# What Do You Think Of Wellington Fragrance



## Lolly

I was thinking of ordering from Wellington because my local supplier doesn't carry some of the fo's I need and he doesn't carry flavor oils. 
Has anyone used Wellington, and what do you think of their products.


----------



## Soapy Gurl

I have used a lot of EOs from Wellington and been very happy with the quality.  I have some FOs and have used three, no acceleration and easy to work with.  I have lots of little sample bottles to try.  I also have some flavors.  I have only used one, the coffee, but it is really good.  No issues with the company.  They give you free sample bottles you get to pick based on how much your order is.


----------



## Lilahblossom

This is terrible, lol. I just read your posts and went to the Wellington site and ordered over a hundred dollars in fragrance, melt and pour and molds. I can't wait now for them to come in. It's located in Michigan too which is cheaper than from Bramble Berry even though I love their stuff too.


----------



## judymoody

I have read that the Wellington fragrances are not great quality on various forums.  However, I've not had personal experience with them, however.  I hope your purchases work well for you.


----------



## Soapy Gurl

Oh, I forgot!  I got samples of Aqua Di Gioia (women's) and the newest Juicy.  They both smell amazing!  I hoped you picked up some EOs.


----------



## Soapy Gurl

Oh, I forgot!  I got samples of Aqua Di Gioia (women's) and the newest Juicy.  They both smell amazing!  I hoped you picked up some EOs.


----------



## shunt2011

I live close to Wellington and they were the first company I ordered from.  I have tried many of their fragrance oil and most of them have have performed well.  Their prices are excellent and their service is top notch.  A couple of my favorites from them are the Lavender Vanilla, Polo Sport , Raspberry Patchouli and the Blackraspberry Sage Tea.  
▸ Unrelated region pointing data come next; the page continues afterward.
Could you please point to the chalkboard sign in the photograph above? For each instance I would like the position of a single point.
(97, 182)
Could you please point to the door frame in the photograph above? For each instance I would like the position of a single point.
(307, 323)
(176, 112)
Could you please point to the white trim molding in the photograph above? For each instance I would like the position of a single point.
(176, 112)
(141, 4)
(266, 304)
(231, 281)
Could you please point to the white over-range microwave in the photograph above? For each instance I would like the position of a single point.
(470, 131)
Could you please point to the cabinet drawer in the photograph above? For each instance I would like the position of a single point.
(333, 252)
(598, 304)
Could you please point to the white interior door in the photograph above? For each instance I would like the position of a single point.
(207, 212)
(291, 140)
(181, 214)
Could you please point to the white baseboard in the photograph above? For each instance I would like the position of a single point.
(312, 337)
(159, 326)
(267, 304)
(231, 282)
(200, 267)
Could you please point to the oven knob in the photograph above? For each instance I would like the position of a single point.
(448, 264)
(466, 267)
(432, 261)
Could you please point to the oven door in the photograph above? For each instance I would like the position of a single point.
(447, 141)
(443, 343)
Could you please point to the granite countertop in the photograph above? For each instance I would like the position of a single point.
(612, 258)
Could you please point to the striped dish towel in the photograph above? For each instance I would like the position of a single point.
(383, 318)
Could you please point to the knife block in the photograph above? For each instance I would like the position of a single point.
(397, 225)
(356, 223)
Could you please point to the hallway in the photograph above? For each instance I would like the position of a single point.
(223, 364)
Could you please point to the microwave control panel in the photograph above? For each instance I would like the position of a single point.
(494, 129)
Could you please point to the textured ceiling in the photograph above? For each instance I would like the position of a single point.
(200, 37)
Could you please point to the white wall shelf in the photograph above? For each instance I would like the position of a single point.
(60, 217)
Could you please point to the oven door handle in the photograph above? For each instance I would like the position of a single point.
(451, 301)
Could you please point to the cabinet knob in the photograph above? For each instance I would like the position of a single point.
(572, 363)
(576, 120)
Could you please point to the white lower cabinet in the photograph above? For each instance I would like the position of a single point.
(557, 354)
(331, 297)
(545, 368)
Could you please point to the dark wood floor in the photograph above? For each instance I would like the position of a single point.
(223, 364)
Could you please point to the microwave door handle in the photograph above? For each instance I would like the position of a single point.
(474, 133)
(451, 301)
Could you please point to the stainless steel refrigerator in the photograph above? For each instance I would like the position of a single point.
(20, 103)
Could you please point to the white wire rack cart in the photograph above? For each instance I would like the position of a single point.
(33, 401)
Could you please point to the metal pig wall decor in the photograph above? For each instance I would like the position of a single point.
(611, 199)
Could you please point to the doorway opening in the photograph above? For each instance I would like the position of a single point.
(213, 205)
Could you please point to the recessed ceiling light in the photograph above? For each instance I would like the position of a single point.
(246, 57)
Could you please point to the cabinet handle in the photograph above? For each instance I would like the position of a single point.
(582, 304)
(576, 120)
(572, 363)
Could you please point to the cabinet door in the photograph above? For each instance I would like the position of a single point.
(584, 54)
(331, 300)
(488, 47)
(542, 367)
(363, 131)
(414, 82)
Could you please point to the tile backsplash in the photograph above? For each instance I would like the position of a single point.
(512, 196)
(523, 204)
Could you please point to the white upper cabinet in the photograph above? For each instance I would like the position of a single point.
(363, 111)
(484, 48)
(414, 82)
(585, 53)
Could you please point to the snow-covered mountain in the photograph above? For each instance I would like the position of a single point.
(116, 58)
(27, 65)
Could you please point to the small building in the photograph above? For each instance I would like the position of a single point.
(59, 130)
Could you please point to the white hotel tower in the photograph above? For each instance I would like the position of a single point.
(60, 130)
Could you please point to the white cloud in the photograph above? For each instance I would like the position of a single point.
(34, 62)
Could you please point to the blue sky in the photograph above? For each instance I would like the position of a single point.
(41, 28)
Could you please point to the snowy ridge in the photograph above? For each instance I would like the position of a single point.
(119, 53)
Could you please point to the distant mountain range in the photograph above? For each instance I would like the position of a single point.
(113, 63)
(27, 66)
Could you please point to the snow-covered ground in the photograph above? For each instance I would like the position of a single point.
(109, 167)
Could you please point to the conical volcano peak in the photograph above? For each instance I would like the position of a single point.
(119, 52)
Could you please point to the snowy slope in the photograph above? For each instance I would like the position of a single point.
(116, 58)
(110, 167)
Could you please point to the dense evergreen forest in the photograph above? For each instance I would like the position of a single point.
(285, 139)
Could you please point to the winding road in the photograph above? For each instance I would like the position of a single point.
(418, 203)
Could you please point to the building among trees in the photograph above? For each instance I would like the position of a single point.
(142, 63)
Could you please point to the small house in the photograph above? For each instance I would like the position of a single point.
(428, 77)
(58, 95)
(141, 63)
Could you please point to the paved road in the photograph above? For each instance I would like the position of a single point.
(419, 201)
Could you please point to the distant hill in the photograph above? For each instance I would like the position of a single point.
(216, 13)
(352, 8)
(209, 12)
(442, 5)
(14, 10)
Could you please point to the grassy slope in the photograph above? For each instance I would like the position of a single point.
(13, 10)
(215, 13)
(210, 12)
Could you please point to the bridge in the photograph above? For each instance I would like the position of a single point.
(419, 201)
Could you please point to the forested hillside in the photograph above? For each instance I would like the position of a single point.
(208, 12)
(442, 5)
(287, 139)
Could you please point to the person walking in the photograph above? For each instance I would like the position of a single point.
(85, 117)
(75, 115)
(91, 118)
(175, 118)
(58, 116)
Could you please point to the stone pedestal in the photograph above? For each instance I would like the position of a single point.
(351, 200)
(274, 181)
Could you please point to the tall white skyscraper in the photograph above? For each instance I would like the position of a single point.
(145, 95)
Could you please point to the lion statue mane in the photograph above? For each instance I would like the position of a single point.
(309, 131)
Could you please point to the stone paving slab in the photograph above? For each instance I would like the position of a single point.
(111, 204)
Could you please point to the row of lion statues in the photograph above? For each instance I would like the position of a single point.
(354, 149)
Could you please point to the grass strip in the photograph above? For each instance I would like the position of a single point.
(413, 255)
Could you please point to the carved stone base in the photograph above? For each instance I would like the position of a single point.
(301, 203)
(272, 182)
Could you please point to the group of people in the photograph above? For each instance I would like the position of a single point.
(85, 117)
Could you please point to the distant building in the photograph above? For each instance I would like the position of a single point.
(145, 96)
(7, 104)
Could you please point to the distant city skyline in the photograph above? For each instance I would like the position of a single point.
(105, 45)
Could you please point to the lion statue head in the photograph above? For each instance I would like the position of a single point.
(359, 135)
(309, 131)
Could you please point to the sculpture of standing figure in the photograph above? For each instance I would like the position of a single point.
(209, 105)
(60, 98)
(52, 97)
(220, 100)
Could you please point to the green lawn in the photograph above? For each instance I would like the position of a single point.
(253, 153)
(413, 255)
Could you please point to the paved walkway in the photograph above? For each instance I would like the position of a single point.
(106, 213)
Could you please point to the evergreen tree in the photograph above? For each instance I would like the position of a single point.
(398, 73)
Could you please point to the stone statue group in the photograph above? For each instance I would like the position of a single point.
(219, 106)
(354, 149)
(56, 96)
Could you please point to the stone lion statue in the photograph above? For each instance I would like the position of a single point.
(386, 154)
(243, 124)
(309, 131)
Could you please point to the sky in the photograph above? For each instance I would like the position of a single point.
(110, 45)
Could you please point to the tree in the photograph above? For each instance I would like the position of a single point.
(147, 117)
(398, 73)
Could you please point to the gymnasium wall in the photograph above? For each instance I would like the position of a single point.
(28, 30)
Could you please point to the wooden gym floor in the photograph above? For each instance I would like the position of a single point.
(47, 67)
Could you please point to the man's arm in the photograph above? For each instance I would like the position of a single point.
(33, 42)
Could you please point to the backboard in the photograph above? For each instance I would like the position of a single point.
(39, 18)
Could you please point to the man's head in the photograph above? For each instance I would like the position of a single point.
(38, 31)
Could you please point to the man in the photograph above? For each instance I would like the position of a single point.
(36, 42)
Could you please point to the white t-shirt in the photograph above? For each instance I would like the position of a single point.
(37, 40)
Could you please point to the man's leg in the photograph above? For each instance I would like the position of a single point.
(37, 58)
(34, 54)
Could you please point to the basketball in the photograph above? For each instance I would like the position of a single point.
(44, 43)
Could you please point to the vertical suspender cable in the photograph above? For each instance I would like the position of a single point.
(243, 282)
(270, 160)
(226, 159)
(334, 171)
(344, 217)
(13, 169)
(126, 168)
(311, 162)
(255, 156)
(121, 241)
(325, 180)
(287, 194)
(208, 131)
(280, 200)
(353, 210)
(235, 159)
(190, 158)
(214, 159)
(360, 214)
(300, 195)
When you order just be sure to order the premium fragrance oil.

Edited for stupid computer having a mind of it's own.


----------



## Lilahblossom

Thankyou for those tips. I can't remember which grade I ordered. I didn't understand what each was exactly but they have that mango M&P that I was wanting and those fragrances sounded so good. I couldn't help myself.


----------



## Pug Mom

I wish they had a size between 1 oz and 8 oz....  I usually use 2 oz per batch, and if I don't like it I don't want 6 more oz hanging around.


----------



## birdcharm

I have been buying from them "here and 
there" for over ten years ... all in all, I have 
been very happy with certain scents. 
However, there have been some that 
I was not thrilled about and had to mix 
something else with it in order to get 
it to be anything I could use.  

I can say that most of their fruity tropical 
scents always seem to remind me of 
tropical Lifesavers, including one called 
"Tropical" (kind of like a pineapple mix), 
and although they don't know how to 
spell cantaloupe, it's a nice one, as is 
their cucumber.  [I think they spell it 
"cantalope" ... oh well!]

There are many that I have tried and 
can try to describe, if requested. 


 :wink: 


Kathy


----------



## Iris Reola

They're not as bad as people have claimed in reviews I've found, but perhaps they've just changed over the years. Their customer service has always been good to me (they scent the wrong fragrance oil in one order and scent the correct one free of charge). Most of their scents perform fairly well, but some of them morph to be way off the mark in CP soaps. However, the ones that smelled good before morphing would probably do just fine in M&P, lotions, perfumes, and HP soap. CP just has a tendency to kill some fragrances. I've reviewed a ton of the scents that I've purchased from them on the Soap Scent Review Board (http://soapscentreview.obisoap.ca/) with my experiences. The only scent that I had troubles soaping with was Rose. That seized up almost instantly because not only was it my first time using a temperamental floral, I also stupidly decided to make that my first time trying a fairly major water discount.


----------



## RocknRoll

Pros: good price. Reasonable shipping, no problems *knock on wood* with any accelorating. You can pick which grade you want.
Cons: no available size choices from 1/2 oz to 8 oz. I usually like to buy 2-4 oz.


----------



## Cactuslily

*Wellington fragrance*

Hello soapers, I'm new to forum, and to soaping, and was wondering if anyone has used this company recently.also, upon searching for supplies I found The Chemistry Store. Their cost seemed quite good. Has anyone used their products?
Also, if anyone can give me a tip to starting thread, or following up on older questions posted I'd be much obliged. Sorry for my computer illiteracy as well as my soaping...sure wish there were classes near my home. Haven't found any, nor suppliers nearby, so if anyone knows where to go in Tucson I'd be so grateful thank you
Amy


----------



## DeeAnna

Cactus Lily -- 

Go to the main page of SMF at http://www.soapmakingforum.com/forum.php
Click on the name of the forum in which you want to start a new thread
At the top of the forum screen a bit below the SMF-SoapMakingForum logo, look for a blue button that says NEW THREAD. 
Click on it.
Type a title and your new message to start a new thread. 

Hope this helps.


----------



## shunt2011

I used Wellington when I first started as I was able to pick it up.  However, I tried them again about a year ago and every fragrance I tried either seized or riced.  I don't know if they changed some of their formulas but haven't ordered again.  I have several on my shelf that I will probably just toss rather than risk issues.  I loved their Raspberry Patchouli.  I stick with companies that have postings for how they behave/misbehave in CP.  Nature's Garden, Peak, Elements and several others.


----------



## Cactuslily

Thank you Deeanna & shunt2011 for your kind responses. Happy soaping!
BTW, is there a support group for soaping? I mean, it's kind of an addiction and I just started. Also quite costly. Eek! Really should have started this when I was way younger.


----------